Wing asymmetry of the honey bee as an environmental indicator

Many living organisms have a symmetrical structure, but their symmetry is usually not perfect and individual specimens may deviate from it to varying degrees. On account of its distinct bilateral body symmetry and easy access to a large number of individuals of known origin, the honey bee is an ideal species to study the phenomenon.

Bee colonies normally comprise tens of thousands of worker bees with kinship ties that can be easily discovered and controlled. Importantly, bees have many symmetrical organs, such as two pairs of membranous wings, which lend themselves to simple measurement because of their flat surfaces and easily discernible vein patterns. In honey bees, right wings and left wings are never ideally symmetrical in terms of shape and size. Even though the differences between them are relatively small, precise studies on large groups have confirmed that the right wing tends to be larger than the left. This kind of asymmetry, similar to right-handedness in humans, is known as directional asymmetry as opposed to fluctuating asymmetry, where the differences between the two sides are random and result in the same average size. Asymmetry may grow owing to the detrimental impact of the environment during larval development; for this reason, it is a good indicator of environmental quality. Knowing this may prove particularly useful today, when the mortality of bee colonies is on the rise. Unlike fluctuating asymmetry, directional asymmetry has not yet been extensively studied. It may be surprising to observe it in the wings of the honey bee, since simple intuition suggests that symmetrical wings should be much better for flying. There are two possible explanations. One holds that while bees would indeed fly more efficiently with symmetrical wings, detrimental conditions during development make ideal symmetry difficult to achieve. The other interprets wing asymmetry as an adaptation to the very exigencies of flight.

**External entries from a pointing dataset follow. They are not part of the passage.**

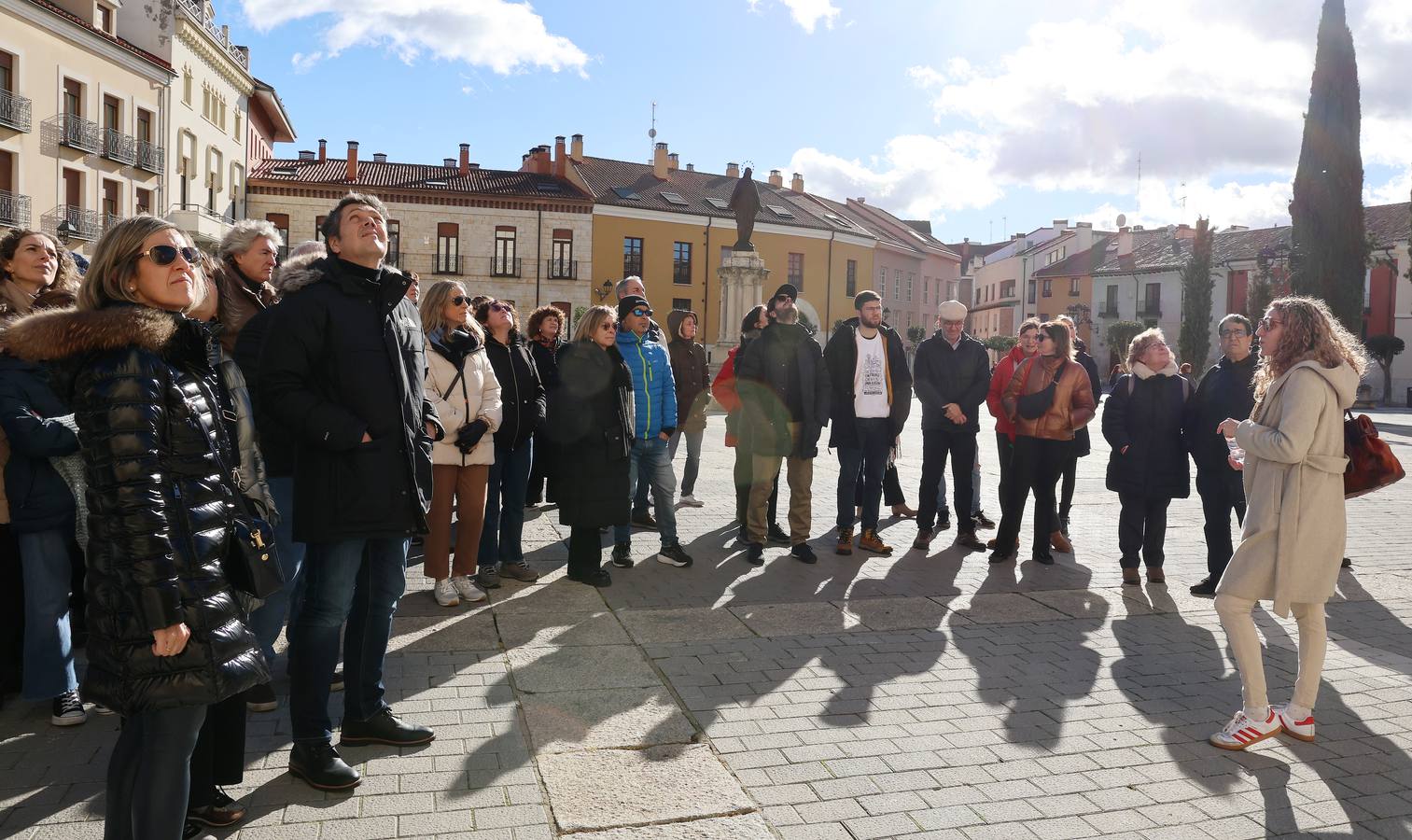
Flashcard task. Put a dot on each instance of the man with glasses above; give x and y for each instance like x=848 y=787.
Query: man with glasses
x=1226 y=390
x=654 y=402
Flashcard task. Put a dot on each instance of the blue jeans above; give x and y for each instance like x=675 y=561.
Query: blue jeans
x=506 y=507
x=269 y=620
x=650 y=457
x=341 y=584
x=49 y=646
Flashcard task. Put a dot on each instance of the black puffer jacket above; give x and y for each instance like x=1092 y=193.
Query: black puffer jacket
x=145 y=393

The research team has developed a new automatic wing measurement method that relies on computer image analysis to measure a wide range of traits in a large group of bees. In general, larger bees have been shown to be less asymmetrical. Currently, the team is investigating wing asymmetry in specimens raised in optimal and stressful conditions to determine the impact of pesticides, low temperatures, inbreeding, and a number of other factors. Preliminary findings suggest that wing asymmetry is found in honey bees independent of the presence of environmental stressors. Further research should provide additional evidence concerning the influence of asymmetry on flight.